One social media campaign is encouraging would-be movie-goers to donate their ticket and popcorn money to women’s shelters, while Roman Catholic bishops are using it as what-not-to-do guide to marriage.
Even as screenings sell out in advance, critics, including the American Family Association and National Center on Sexual Exploitation, are pushing for boycotts, saying they were compelled to speak out because of the attention the movie, with its scenes of bondage and sadomasochism, has attracted.
A Madison, Wisconsin, group planned to picket outside a Thursday premier.
“This is not a healthy thing to mainstream,” said American Family Association President Tim Wildmon. “We’d like to see theater chains refuse to take the movie.”
That is unlikely to happen. The ticket-buying site Fandango has said pre-sales have propelled the movie, which stars Jamie Dornan and Dakota Johnson, into the company’s all-time Top 5 for R-rated selections, and fans of the book are giddily building the big-screen version into Valentine’s weekend plans.
The movie opens in theaters Friday. It’s based on a best-selling book by E L James about a college student and her torrid affair with a 27-year-old billionaire with a penchant for bondage, discipline, sadism and masochism.
“What’s unique about it is the overall message is that they’re trying to glamorize and romanticize violence against women,” said Amanda Smith, spokeswoman for the National Center on Sexual Exploitation, which launched a website: www.fiftyshadesisabuse.com.
“It’s such a lie,” Smith said, “telling women that they should want to endure this kind of physical abuse and telling them that women want it, and also pushing the lie that if women are obedient and subservient enough, then they can fix a violent and controlling man.”
James, who wrote the erotic trilogy that launched the film, has heard the backlash and says the critics have it all wrong.
“Who is interested, as a woman, in reading about abuse?
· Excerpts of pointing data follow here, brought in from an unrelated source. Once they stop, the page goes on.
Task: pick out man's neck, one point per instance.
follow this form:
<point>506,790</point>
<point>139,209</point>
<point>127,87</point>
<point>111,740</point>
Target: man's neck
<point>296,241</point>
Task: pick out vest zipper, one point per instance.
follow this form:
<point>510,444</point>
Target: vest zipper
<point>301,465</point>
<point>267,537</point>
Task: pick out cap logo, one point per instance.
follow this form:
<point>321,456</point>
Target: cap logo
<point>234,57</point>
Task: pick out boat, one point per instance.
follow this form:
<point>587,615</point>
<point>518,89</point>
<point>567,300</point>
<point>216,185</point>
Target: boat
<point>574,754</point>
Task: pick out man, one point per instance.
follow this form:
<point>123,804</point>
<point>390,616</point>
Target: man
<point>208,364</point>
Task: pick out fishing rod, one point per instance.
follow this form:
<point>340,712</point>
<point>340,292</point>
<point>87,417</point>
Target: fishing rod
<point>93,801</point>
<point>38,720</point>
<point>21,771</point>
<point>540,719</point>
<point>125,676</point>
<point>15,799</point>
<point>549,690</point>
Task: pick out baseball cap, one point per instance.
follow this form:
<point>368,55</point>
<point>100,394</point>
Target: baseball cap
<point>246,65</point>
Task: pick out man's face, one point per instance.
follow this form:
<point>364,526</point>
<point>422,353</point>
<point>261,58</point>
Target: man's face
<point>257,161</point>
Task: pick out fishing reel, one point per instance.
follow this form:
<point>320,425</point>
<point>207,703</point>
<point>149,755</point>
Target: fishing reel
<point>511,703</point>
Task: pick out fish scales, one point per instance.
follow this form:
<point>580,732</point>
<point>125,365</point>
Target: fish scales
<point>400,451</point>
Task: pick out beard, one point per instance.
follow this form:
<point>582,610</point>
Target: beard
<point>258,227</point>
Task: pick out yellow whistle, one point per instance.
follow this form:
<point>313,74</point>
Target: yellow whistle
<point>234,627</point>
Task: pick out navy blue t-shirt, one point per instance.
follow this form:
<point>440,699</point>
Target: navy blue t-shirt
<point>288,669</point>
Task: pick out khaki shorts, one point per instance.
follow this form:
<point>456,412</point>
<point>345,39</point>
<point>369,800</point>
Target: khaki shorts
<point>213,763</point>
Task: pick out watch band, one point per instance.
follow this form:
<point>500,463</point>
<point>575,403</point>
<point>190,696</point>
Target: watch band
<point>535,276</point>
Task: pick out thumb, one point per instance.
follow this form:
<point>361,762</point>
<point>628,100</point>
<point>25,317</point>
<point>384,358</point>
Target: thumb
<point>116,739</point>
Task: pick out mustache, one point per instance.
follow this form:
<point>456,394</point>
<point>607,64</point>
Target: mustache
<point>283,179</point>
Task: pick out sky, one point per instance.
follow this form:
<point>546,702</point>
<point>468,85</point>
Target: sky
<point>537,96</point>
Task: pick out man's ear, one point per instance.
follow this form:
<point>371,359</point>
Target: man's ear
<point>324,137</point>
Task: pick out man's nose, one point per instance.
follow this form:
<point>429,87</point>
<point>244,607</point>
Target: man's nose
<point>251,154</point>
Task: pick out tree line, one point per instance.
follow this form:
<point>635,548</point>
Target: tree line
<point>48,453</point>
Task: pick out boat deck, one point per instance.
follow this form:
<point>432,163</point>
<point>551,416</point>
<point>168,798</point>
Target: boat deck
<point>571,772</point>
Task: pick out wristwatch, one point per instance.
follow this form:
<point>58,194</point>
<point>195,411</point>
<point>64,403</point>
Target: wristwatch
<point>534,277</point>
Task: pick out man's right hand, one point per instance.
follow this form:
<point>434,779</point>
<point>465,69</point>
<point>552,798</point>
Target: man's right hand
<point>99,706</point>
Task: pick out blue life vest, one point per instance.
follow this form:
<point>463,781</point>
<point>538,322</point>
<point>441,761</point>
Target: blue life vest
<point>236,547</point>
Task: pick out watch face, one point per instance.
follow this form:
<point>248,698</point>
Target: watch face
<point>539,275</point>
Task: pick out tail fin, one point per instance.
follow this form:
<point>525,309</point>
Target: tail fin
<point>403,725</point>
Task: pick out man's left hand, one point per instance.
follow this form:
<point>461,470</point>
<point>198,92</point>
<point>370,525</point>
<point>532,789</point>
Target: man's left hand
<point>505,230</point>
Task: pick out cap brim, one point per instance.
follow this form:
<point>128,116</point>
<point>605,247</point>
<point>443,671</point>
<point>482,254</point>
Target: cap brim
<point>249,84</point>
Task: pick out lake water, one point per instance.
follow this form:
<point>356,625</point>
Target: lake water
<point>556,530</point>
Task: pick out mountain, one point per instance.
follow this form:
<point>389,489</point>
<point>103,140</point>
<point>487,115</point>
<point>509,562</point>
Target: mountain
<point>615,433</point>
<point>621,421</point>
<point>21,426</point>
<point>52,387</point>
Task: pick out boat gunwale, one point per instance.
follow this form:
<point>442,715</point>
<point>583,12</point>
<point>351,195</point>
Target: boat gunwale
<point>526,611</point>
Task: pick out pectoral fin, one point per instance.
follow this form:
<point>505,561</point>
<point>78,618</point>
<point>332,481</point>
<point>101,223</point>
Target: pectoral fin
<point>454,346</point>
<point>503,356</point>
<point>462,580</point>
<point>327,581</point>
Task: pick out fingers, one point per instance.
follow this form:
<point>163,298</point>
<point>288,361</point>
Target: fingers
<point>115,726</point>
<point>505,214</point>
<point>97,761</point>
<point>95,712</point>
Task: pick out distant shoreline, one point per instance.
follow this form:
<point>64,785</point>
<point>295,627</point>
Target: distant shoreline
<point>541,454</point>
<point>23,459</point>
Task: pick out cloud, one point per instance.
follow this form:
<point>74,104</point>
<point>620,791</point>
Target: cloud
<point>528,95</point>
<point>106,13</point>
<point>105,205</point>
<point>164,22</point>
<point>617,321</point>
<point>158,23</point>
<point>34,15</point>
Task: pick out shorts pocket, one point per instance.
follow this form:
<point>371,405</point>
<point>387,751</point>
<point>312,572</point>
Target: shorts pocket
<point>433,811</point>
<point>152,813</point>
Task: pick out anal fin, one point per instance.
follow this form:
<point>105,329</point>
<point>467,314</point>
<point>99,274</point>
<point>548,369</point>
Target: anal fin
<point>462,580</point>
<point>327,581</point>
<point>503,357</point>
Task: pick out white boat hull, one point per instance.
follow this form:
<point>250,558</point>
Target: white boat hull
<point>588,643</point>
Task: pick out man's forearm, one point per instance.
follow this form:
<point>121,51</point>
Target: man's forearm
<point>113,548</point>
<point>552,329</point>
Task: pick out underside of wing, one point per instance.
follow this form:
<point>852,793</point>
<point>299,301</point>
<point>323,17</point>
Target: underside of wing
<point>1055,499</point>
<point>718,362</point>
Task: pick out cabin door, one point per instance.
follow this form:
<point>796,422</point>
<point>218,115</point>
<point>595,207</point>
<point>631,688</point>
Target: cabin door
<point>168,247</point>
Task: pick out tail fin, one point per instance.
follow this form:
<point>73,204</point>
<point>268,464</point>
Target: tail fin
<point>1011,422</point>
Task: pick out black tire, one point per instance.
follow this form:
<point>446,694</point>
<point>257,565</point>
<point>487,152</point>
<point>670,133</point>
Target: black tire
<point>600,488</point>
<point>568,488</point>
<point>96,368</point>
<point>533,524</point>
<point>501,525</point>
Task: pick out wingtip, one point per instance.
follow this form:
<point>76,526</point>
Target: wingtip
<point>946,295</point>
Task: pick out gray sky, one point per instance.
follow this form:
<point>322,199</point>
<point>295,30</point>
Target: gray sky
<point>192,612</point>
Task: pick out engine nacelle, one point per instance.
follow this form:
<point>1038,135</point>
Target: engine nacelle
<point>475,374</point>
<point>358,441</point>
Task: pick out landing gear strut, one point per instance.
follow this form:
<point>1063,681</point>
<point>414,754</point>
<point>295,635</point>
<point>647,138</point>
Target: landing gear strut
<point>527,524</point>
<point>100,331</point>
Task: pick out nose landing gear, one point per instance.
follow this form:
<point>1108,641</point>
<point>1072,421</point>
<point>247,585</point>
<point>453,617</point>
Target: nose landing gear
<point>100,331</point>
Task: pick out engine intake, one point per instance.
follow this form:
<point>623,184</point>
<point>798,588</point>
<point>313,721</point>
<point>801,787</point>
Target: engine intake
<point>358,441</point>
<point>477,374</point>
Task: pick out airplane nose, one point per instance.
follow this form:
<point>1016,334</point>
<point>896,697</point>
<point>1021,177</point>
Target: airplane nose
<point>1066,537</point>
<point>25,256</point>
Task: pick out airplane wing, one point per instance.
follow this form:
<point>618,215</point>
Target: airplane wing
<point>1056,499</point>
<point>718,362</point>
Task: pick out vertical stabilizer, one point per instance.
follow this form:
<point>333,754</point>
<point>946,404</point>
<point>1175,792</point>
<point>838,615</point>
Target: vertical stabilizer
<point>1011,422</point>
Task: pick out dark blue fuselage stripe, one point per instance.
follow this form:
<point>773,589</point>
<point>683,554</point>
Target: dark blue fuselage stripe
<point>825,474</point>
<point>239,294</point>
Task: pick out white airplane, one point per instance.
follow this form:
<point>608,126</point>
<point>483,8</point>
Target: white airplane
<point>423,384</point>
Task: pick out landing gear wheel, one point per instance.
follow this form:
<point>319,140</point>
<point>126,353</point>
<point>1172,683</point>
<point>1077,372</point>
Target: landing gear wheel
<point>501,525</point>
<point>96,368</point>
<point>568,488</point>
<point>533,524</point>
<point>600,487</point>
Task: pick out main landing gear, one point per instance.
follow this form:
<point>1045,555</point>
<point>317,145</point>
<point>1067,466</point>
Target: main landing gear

Why have these books taken off if they are about abuse?” said James, who discussed the film with the AP over the weekend. “Domestic violence, rape, are unacceptable. They are not entertaining in any way. Let me be absolutely clear. Everything that happens in this book is safe and consensual. …. What do I need to do to convince people?”
Thistle Pettersen planned to join picketers outside Marcus Point Cinema in Madison on Thursday during a protest organized by the feminist Radical Alliance of Women. She said the group would carry rainbow-hued signs in contrast to grey and distribute Valentine’s Day cards with information about domestic violence abuse intervention.
“I was really prompted by hearing stories of women who have survived that kind of abuse,” Pettersen, a musician and environmental activist, said.
In a letter to members of the U.S. Conference of Catholic Bishops, Buffalo Bishop Richard Malone said the film provided an opportunity to remind the faithful of the church’s idea of marriage and “the moral reprehensibility of all domestic violence and sexual exploitation.”
“The contrast between the message of ‘Fifty Shades of Grey’ and God’s design for self-giving and self-sacrificing love, marriage and intimacy could not be greater,” Malone wrote in his role as the conference’s chairman of the committee on Laity, Marriage, Family Life and Youth.
By Wednesday afternoon, a Facebook page promoting “fifty dollars not Fifty Shades,” asking that ticket money go instead to women’s shelters, had more than 9,500 “likes.”
The site was established by the NCSE, formerly Morality in Media, along with Stop Porn Culture and the London Abused Women’s Center of Ontario.